Using re.findall(), I'm attempting to find all occurrences of each term from a list of terms, in a string.
If a particular term contains special characters (i.e. a '+'), a match will not be found, or error messages may be generated. Using re.escape(), the error messages are avoided, but the terms with special characters are not found within the string.
import re
my_list = ['java', 'c++', 'c#', '.net']
my_string = ' python javascript c++ c++ c# .net java .net'
matches = []
for term in my_list:
if any(x in term for x in ['+', '#', '.']):
term = re.escape(term)
print "\nlooking for term '%s'" % term
match = re.findall("\\b" + term + "\\b", my_string, flags = re.IGNORECASE)
matches.append(match)
The above code will only find 'java' within the string. Any suggestions regarding, how to find terms with special characters within the string?
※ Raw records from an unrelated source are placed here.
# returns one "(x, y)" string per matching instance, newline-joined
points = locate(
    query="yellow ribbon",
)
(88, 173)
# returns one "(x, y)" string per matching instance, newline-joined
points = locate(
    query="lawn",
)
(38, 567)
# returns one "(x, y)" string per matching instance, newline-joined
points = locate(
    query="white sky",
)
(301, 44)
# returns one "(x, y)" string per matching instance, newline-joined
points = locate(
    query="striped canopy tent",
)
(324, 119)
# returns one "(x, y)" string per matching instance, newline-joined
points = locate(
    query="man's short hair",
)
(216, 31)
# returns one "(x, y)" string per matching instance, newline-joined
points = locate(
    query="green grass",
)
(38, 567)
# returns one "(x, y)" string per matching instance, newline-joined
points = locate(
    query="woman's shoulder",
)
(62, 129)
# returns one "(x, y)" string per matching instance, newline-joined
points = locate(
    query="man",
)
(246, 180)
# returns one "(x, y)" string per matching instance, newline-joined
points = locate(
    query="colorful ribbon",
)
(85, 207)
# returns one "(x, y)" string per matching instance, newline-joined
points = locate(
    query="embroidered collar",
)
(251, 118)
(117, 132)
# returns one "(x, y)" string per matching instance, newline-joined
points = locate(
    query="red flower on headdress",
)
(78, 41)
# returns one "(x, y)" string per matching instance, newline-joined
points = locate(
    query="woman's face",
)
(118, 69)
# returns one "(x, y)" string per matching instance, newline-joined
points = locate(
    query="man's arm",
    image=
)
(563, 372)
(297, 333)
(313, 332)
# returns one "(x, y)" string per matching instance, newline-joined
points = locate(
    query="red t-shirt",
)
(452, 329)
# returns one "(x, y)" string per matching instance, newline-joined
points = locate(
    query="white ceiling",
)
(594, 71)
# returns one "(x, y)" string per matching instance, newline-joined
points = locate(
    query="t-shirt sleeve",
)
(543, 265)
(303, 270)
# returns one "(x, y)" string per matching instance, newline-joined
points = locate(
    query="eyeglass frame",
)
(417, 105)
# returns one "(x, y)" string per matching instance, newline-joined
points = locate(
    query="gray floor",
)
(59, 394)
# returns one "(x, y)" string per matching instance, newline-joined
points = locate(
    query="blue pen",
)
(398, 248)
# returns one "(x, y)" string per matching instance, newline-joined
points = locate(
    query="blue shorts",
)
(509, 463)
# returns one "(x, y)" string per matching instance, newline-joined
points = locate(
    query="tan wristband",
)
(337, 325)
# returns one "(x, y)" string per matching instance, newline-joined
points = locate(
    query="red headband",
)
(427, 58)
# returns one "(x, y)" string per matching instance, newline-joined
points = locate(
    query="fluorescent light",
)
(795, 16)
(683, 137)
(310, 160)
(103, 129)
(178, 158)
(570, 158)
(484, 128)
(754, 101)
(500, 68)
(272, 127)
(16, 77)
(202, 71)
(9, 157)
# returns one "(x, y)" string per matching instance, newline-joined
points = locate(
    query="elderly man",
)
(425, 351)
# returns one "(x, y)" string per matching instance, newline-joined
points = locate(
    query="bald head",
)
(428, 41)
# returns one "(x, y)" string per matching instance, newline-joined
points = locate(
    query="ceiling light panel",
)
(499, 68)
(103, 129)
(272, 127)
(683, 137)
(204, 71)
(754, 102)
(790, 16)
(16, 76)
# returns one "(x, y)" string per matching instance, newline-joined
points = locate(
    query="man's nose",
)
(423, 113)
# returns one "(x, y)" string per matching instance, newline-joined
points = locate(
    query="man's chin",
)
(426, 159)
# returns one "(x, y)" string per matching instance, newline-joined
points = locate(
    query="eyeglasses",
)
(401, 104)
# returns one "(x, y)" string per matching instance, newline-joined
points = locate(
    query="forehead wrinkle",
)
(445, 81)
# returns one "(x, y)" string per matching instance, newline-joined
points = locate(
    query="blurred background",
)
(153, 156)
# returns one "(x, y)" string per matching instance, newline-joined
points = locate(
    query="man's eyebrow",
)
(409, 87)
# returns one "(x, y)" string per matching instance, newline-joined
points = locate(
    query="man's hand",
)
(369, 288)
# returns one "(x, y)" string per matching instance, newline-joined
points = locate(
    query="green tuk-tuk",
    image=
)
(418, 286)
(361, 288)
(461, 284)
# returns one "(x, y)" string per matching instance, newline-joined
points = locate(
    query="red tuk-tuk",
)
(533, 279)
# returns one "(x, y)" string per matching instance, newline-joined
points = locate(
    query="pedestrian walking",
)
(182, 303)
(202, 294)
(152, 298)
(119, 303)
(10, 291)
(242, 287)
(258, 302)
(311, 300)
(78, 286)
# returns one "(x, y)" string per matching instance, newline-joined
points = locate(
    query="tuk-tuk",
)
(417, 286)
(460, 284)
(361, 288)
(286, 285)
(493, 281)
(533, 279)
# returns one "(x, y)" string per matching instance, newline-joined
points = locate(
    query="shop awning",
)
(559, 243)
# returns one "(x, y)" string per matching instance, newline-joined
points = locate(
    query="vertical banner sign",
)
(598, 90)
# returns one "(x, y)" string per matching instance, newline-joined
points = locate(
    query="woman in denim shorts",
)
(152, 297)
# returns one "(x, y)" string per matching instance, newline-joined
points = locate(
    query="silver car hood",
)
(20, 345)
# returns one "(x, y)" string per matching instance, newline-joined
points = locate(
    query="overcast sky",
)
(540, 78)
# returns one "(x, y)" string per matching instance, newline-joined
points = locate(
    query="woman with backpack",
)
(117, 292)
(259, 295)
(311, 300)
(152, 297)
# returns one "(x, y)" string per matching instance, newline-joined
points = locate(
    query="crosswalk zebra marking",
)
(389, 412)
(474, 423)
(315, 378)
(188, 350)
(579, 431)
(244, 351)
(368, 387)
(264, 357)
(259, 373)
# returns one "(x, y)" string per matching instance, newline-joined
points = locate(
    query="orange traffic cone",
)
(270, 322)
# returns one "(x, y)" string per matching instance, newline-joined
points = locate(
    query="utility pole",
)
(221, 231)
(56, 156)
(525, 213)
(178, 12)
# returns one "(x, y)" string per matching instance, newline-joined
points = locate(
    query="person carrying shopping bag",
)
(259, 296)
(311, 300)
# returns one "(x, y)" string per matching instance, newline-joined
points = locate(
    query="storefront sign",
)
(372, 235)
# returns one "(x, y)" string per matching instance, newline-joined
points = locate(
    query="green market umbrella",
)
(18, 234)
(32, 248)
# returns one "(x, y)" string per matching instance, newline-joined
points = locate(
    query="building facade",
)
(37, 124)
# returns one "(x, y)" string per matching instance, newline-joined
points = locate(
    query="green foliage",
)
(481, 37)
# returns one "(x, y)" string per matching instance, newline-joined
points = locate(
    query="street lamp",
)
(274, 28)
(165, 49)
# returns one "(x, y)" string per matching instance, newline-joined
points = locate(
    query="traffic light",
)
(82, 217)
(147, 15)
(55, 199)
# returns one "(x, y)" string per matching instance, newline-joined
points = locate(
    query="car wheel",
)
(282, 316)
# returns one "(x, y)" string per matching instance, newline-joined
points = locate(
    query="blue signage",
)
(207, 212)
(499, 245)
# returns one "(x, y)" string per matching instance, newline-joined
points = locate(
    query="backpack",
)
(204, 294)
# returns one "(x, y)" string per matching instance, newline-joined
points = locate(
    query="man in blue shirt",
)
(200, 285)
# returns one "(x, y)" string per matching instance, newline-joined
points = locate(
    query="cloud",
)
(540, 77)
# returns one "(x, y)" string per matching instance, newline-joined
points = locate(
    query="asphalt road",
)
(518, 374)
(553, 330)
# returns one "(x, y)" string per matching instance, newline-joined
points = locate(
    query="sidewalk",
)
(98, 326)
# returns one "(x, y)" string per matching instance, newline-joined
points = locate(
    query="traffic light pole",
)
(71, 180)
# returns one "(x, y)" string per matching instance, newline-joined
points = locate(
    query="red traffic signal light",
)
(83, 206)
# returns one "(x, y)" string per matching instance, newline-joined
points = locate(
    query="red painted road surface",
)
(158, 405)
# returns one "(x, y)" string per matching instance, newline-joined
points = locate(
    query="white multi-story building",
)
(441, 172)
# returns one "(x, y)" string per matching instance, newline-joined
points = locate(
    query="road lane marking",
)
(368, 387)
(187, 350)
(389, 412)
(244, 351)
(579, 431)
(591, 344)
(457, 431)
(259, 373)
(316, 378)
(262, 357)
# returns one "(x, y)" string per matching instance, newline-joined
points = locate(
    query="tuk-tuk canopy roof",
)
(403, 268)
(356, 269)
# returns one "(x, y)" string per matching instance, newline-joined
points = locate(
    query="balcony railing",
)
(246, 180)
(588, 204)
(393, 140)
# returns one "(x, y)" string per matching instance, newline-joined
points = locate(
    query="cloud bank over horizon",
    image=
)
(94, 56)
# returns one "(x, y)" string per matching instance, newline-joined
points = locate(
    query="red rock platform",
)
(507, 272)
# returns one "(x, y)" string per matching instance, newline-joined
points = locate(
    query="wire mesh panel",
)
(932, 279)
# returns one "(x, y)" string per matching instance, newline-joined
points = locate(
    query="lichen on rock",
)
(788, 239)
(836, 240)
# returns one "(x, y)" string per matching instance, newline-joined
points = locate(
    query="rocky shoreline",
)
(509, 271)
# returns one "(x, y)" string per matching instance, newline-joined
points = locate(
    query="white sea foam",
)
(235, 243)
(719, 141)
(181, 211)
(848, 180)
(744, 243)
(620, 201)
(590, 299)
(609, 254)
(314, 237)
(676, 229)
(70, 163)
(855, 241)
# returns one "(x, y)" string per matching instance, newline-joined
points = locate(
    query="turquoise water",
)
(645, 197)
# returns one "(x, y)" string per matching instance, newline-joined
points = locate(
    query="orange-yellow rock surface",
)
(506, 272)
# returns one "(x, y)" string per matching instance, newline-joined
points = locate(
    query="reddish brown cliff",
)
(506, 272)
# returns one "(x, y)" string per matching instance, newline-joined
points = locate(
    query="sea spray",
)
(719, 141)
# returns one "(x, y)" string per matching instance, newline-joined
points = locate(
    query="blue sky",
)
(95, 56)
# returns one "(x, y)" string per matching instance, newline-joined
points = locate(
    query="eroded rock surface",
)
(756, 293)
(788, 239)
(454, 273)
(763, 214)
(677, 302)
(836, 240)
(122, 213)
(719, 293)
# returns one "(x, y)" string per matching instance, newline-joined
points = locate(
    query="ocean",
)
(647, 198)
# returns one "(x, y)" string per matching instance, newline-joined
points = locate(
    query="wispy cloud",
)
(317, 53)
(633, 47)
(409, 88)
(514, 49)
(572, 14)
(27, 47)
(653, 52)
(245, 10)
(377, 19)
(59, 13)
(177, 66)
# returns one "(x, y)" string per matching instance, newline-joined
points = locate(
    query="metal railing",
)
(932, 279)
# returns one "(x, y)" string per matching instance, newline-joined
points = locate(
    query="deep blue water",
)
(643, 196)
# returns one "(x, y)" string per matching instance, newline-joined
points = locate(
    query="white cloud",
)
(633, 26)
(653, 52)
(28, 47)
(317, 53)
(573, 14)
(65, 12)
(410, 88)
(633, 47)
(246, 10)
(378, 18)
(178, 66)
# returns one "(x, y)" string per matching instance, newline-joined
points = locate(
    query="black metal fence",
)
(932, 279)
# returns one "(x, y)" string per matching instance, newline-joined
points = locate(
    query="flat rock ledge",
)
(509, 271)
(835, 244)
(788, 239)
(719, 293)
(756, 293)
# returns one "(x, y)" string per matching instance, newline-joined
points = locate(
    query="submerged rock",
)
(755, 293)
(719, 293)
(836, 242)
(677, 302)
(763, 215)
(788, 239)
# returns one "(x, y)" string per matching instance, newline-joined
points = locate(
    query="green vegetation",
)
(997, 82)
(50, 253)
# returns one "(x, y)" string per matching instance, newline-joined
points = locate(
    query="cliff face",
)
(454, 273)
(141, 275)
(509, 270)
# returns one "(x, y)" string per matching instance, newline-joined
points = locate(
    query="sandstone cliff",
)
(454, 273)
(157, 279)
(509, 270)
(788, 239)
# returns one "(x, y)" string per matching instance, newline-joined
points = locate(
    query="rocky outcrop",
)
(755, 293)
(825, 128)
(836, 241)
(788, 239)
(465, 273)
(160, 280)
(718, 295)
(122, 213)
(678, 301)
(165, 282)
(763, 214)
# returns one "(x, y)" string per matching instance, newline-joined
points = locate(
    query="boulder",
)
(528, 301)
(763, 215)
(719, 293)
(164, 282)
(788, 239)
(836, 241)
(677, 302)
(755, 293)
Caveat: I cannot change 'my_list' manually, because I don't know in advance what terms it will contain.
Update - it appears that the problem has to do with the word boundary specifiers within the regex (the "\b") breaking up the string along characters which include the non-alphanumeric chars included in the string. It's unclear how to solve this in a clean and straightforward way, however.
Edit - this question is not a duplicate of this - it already incorporates the most applicable solution from that post.